CAPÍTULO XXII

Un cadáver

LA espantosa convulsión del suelo había reducido el gran subterráneo a deplorable estado. Las gigantescas pilastras, que sostenían las altísimas bóvedas y que poco antes parecían poder resistir los terremotos más formidables del globo, yacían en tierra, partidas unas en treinta o cuarenta pedazos, y desmenuzadas otras; las paredes, que quizá durante millares de años habían desafiado, sin conmoverse, el embate de las aguas y las erupciones volcánicas, habíanse agrietado y presentaban enormes hendiduras, y las bóvedas, que quizá también durante miles de años sostenían el peso de montañas y aun de ciudades enteras, habían cedido y embarazaban, con sus restos, las orillas y el río. El lecho mismo de las aguas habíase elevado a causa del tremendo impulso e inclinándose de tal suerte, que la corriente bajaba con furia irresistible.

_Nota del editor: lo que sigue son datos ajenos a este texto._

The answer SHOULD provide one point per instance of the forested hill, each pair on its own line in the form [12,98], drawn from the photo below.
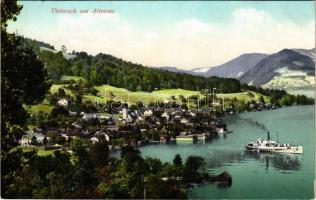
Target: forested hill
[107,69]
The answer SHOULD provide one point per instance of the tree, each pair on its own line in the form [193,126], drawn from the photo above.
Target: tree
[177,161]
[77,68]
[63,49]
[99,154]
[194,169]
[23,81]
[59,111]
[261,99]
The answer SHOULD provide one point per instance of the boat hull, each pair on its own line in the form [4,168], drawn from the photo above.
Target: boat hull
[292,150]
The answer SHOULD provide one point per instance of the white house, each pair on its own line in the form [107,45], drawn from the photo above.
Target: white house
[148,113]
[63,102]
[94,140]
[102,133]
[27,139]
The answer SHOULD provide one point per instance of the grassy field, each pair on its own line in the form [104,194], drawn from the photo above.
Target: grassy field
[75,78]
[41,107]
[107,92]
[40,150]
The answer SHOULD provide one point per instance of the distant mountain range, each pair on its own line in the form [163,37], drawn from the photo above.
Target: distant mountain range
[284,63]
[235,67]
[286,69]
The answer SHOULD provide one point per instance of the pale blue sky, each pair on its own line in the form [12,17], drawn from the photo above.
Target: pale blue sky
[182,34]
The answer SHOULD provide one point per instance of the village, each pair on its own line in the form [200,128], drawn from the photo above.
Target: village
[134,127]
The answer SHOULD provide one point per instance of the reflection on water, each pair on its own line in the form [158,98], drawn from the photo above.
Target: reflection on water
[267,176]
[278,161]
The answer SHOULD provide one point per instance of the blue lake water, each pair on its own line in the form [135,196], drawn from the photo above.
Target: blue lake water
[254,175]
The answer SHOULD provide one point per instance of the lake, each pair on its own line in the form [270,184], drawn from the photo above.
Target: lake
[254,175]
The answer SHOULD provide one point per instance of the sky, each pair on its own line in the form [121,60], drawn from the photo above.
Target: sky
[179,34]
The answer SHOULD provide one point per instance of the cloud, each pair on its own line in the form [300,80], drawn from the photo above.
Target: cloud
[186,44]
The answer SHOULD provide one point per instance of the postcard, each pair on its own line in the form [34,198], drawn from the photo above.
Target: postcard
[157,99]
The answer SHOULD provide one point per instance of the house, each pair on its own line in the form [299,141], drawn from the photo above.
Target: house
[63,102]
[32,137]
[148,113]
[165,115]
[103,134]
[76,125]
[94,140]
[90,116]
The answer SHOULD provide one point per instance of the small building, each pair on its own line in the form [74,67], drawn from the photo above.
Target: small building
[31,137]
[63,102]
[94,140]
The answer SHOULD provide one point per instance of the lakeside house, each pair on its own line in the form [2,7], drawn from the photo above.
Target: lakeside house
[32,138]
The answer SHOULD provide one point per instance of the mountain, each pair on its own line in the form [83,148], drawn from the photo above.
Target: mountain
[200,70]
[307,52]
[233,68]
[293,63]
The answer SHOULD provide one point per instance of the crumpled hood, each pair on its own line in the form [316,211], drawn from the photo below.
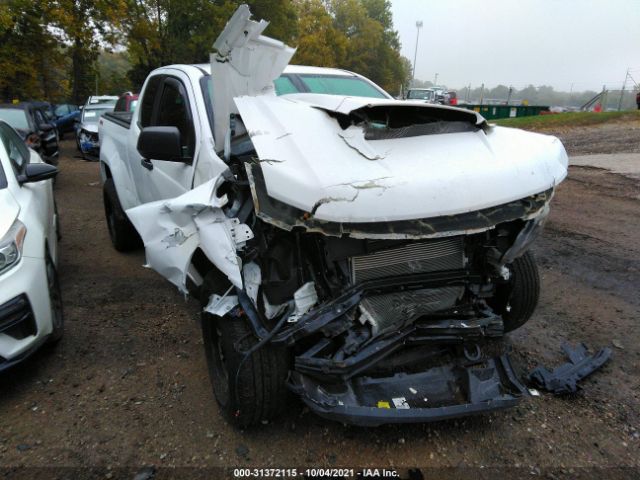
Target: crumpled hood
[10,210]
[310,162]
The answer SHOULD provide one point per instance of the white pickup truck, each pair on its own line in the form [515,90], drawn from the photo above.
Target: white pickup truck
[351,248]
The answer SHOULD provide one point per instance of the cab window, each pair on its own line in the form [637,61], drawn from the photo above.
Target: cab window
[173,111]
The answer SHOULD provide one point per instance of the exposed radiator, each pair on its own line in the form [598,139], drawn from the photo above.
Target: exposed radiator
[429,256]
[395,310]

En todo el espacio alcanzado por la luz de las lámparas no se veían más que montañas de piedras, fragmentos de roca, y peñascos enormes, que habían hundido el terreno y yacían, en gran parte, sepultadas, junto con trozos de pilastras y de bóveda.

—¡Qué caos! —exclamó Burthon—. Ese maldito terremoto nos ha destruido de cabo a rabo la galería. ¡Vaya una fuerza!

—¿Habrá padecido así toda la galería? —preguntó O’Connor.

—Muy fuerte ha sido la sacudida —dijo Sir John—. Por espacio, lo menos, de doscientas o trescientas leguas hallaremos huellas de la convulsión terrestre.

—¿Se habrá sentido también en la superficie de la tierra?

—Sin duda alguna, Burthon. Sólo estamos a dos mil seiscientos pies de profundidad.

—Entonces habrá causado daños considerables.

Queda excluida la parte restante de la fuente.